Figure 1.5 Research and scoping of a fraud-detection problem for a junior team of well-intentioned but inexperienced data scientists

Team A comprises mostly junior data scientists, all of whom entered the workforce without an extensive period in academia. Their actions, upon getting the details of the project and the expectations of them, is to immediately go to blog posts. They search the internet for “detecting payment fraud” and “fraud algorithms,” finding hundreds of results from consultancy companies, a few extremely high-level blog posts from similar junior data scientists who have likely never put a model into production, and some rudimentary open source data examples.

Team B, in contrast, is filled with a group of PhD academic researchers. Their research and scoping is shown in figure 1.6.

01-06

Figure 1.6 Research and scoping for an academia-focused group of researchers for the fraud-detection problem

With Team B’s studious approach to research and vetting of ideas, the first actions are to dig into published papers on the topic of fraud modeling. Spending several days reading through journals and papers, these team members are now armed with a large collection of theory encompassing some of the most cutting-edge research being done on detecting fraudulent activity.

If we were to ask either team to estimate the level of effort required to produce a solution, we would get wildly divergent answers. Team A would likely estimate about two weeks to build its XGBoost binary classification model, while team B would tell a vastly different tale. Those team members would estimate several months for implementing, training, and evaluating the novel deep learning structure that they found in a highly regarded whitepaper whose proven accuracy for the research was significantly better than any Perforce-implemented algorithm for this use case.
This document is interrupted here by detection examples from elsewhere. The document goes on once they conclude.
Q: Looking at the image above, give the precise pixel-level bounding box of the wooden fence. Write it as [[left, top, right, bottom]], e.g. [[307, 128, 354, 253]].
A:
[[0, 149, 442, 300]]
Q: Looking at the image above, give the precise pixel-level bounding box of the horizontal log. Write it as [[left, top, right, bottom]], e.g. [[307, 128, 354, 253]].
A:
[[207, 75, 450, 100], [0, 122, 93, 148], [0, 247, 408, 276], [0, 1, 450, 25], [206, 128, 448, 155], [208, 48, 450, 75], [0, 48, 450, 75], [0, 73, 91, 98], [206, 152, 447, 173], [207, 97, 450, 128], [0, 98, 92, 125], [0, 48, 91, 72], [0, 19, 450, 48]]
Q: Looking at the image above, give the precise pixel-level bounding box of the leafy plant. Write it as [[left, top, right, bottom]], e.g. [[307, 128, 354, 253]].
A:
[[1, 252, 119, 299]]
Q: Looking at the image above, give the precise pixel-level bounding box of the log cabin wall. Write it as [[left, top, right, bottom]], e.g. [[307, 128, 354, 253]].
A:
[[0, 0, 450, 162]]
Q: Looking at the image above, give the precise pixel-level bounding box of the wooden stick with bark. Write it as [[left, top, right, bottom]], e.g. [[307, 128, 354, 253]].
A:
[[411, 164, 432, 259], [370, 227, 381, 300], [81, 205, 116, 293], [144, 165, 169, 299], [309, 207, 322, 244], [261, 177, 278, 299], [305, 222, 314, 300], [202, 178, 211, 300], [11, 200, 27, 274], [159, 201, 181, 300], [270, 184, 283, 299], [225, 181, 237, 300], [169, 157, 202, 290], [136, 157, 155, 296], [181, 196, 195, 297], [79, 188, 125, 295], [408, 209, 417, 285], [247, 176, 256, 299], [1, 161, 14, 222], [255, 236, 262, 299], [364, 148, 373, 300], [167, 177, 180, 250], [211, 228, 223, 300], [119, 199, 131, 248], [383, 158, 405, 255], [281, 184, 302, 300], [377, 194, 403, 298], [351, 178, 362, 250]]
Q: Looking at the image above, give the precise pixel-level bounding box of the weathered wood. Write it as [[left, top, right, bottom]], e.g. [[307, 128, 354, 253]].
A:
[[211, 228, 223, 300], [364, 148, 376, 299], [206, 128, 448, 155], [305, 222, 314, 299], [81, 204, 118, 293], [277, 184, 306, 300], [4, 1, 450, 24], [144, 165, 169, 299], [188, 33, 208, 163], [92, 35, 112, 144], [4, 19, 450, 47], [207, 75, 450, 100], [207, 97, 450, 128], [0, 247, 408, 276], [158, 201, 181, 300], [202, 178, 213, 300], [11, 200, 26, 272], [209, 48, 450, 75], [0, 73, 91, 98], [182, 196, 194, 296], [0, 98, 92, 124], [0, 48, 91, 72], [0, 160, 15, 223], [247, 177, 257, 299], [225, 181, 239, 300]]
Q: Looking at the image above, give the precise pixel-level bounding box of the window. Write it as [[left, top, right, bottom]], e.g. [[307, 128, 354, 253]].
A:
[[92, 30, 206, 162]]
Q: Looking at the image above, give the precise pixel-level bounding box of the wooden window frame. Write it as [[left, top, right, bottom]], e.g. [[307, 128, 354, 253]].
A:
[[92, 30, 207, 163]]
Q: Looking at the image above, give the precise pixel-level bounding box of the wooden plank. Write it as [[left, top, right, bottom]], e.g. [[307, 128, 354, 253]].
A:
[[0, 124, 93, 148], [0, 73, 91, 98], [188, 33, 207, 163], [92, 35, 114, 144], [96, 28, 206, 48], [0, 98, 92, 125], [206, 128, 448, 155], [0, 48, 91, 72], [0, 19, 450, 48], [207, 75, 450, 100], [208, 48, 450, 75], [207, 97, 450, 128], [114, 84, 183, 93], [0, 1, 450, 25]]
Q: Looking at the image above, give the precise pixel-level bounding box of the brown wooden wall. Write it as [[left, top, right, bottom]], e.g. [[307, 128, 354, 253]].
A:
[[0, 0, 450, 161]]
The problem here with scoping and research is that these two polar opposites would both have their projects fail for two completely different reasons. Team A would fail because the solution to the problem is significantly more complex than the example shown in the blog post (the class imbalance issue alone is too challenging of a topic to effectively document in the short space of a blog). Team B, even though its solution would likely be extremely accurate, would never be allocated resources to build the risky solution as an initial fraud-detection service at the company.

Project scoping for ML is incredibly challenging. Even for the most seasoned of ML veterans, conjecturing how long a project will take, which approach is going to be most successful, and the amount of resources required is a futile and frustrating exercise. The risk associated with making erroneous claims is fairly high, but structuring proper scoping and solution research can help minimize the chances of being wildly off on estimation.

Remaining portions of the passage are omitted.